Etanercept (Enbrel), an antiTNF drug developed to treat rheumatoid arthritis, transformed the behaviour of some patients in a matter of minutes, the researchers say.
The results, published in BMC Neurology, are the latest in a series of bold claims made by Edward Tobinick, from a private medical group in Los Angeles, and Hyman Gross, of the University of Southern California.
Their theory is that TNF is used in the brain to regulate the transmission of nerve impulses. They say that in Alzheimers high levels of TNF interfere with this process, so suppressing TNF with Enbrel should cause a reduction in Alzheimers symptoms...
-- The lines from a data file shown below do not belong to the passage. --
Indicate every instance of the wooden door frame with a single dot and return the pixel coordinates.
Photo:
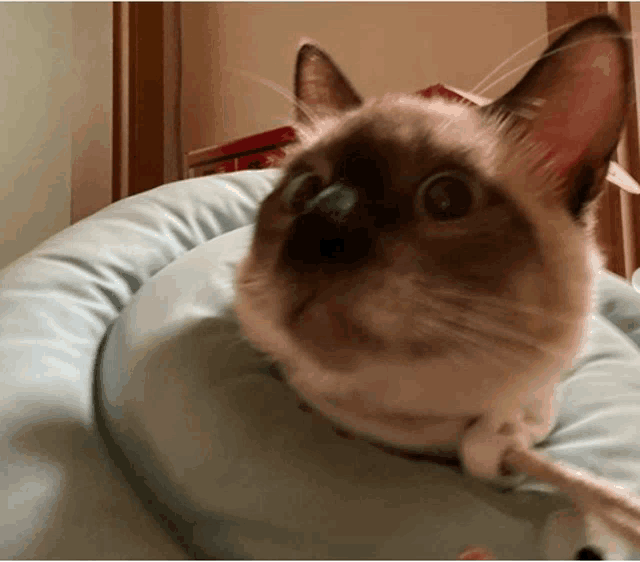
(147, 84)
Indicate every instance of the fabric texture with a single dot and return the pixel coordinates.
(60, 497)
(142, 290)
(225, 445)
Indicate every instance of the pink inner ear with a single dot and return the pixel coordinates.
(581, 115)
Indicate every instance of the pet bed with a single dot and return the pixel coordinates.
(126, 382)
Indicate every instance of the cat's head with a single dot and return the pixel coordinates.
(424, 263)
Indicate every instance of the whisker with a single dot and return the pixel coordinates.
(309, 113)
(550, 53)
(509, 59)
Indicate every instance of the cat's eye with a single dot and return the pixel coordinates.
(446, 196)
(301, 189)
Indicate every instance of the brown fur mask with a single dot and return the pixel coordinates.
(423, 265)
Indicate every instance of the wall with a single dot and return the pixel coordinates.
(381, 47)
(55, 106)
(35, 155)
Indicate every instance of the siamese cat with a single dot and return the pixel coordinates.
(423, 270)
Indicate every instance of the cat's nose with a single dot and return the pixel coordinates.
(335, 202)
(328, 232)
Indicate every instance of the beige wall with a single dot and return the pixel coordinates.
(55, 91)
(381, 46)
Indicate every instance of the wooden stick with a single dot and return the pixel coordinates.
(617, 507)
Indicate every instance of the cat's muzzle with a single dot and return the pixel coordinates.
(335, 201)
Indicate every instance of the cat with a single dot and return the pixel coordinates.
(423, 269)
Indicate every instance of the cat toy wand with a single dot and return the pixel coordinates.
(615, 506)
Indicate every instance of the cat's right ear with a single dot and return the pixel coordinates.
(320, 85)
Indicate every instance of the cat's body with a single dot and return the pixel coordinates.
(425, 266)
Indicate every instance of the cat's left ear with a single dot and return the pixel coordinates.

(Excerpt) Read more at timesonline.co.uk ...
I understand that a single dose of this stuff is very expensive and you have to take it on a regular basis...
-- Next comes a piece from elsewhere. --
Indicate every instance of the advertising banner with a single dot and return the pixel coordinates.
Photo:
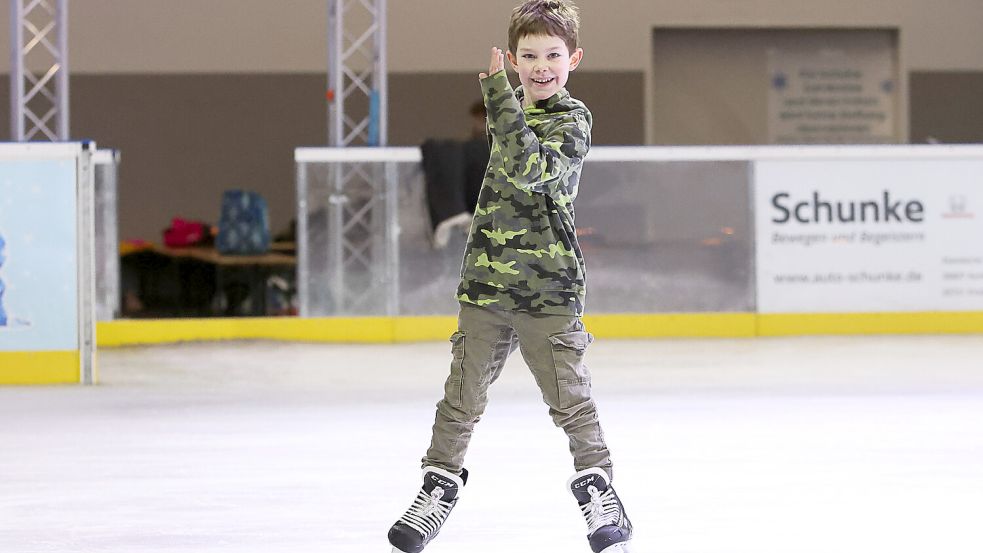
(832, 96)
(38, 249)
(856, 236)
It’s extremely expensive. These are monoclonal antibodies. You have to engineer lab animals to produce them, and these antibodies are then harvested.
Basically, you have a lab of designer rats for each of these drugs produced. When the rat dies, so dies a source of drug.
I wonder if its just a short term anti-inflammatory effect similar to plain prednisone. Way too expensive to be practical.
I work with a Pediatric Rheumatologist who uses Enbrel in many of his patients, and has done so for several years now. It works great, but it’s effects sometimes seem to fade off eventually, and another med needs to be used (usually Humira). And side effects are minimal. I have yet to see any of the kids on it get a life-threatening infection, although that’s definitely possible. Of course this is strictly anecdotal.